Annoying ways to lose
Justin Smoak gave a ride to a ball to the right-center field gap that Adam Jones was able to track down, though off the bat it didn’t look likely. Bautista and Tulowitzki both ran the bases like boneheads and the O’s had a play at doubling Bautista off second base. However, when Jones hit relay man Jonathan Schoop, Schoop was looking to first base rather than second.
The Jays chose to pinch hit righty Darwin Barney instead of let lefty and Marylander Chris Coghlan face Hart. Barney had Hart’s number, getting the kind of single to center that, with two outs, seemed like it should have easily scored Bautista from second base.
As it turned out, the ball was hit so hard and reached Jones so fast that he had a play at the plate. Jones fired a one-hop strike in towards Welington Castillo. The ball was there ahead of Bautista. Unfortunately, the one hop was a funny hop off the turf, pellets flying, and Castillo just couldn’t get his glove on the throw.

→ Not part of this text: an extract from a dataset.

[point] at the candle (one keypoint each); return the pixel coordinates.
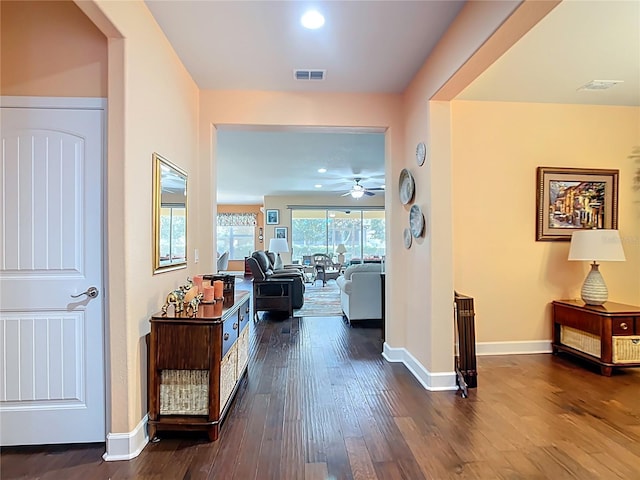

Bautista scored the game’s first run on the play. Until Gentry’s unlikely ninth inning run, it seemed like it would be the game’s only run. The run was charged to Asher, though Gentry did at least get him off the hook for the loss.
An abrupt ending
The exciting and unexpected rally did not lead to good feelings for long. It only took one pitch in the bottom of the ninth before the game ended.
Wilson had not been in the game for long. He was summoned to get the last out of the eighth inning after Hart ran into a little trouble with two outs. Wilson stayed in to start the ninth, although Brach was warming as the Orioles tied the game in the eighth.
Following the game, Showalter said that of the trio of Brach, Darren O’Day, and Zach Britton, the only one he would have used in today’s game was Brach, to close. After six months, it does not seem that Showalter has learned any lesson about when to use the closer in a tie game on the road.
Wilson threw a horrible pitch and Morales, currently the only non-horrible Jays hitter, did not miss. Game over, man. Game over. Osuna got the win after blowing the save. Wilson takes the loss. Brach did not get to close, or pitch at all.
Eventually, presumably, Manny Machado and Mark Trumbo will start batting above the Mendoza line. They’re not there yet. When your 3-4-5 hitters combine to go 1-10, you’re probably not going to win many baseball games.
The Orioles have already guaranteed a split in the four-game series, with a chance to win it on Sunday afternoon in the finale. Dylan Bundy pitches in the 1:07 game for the Orioles, with lefty J.A. Happ on the mound for the Jays.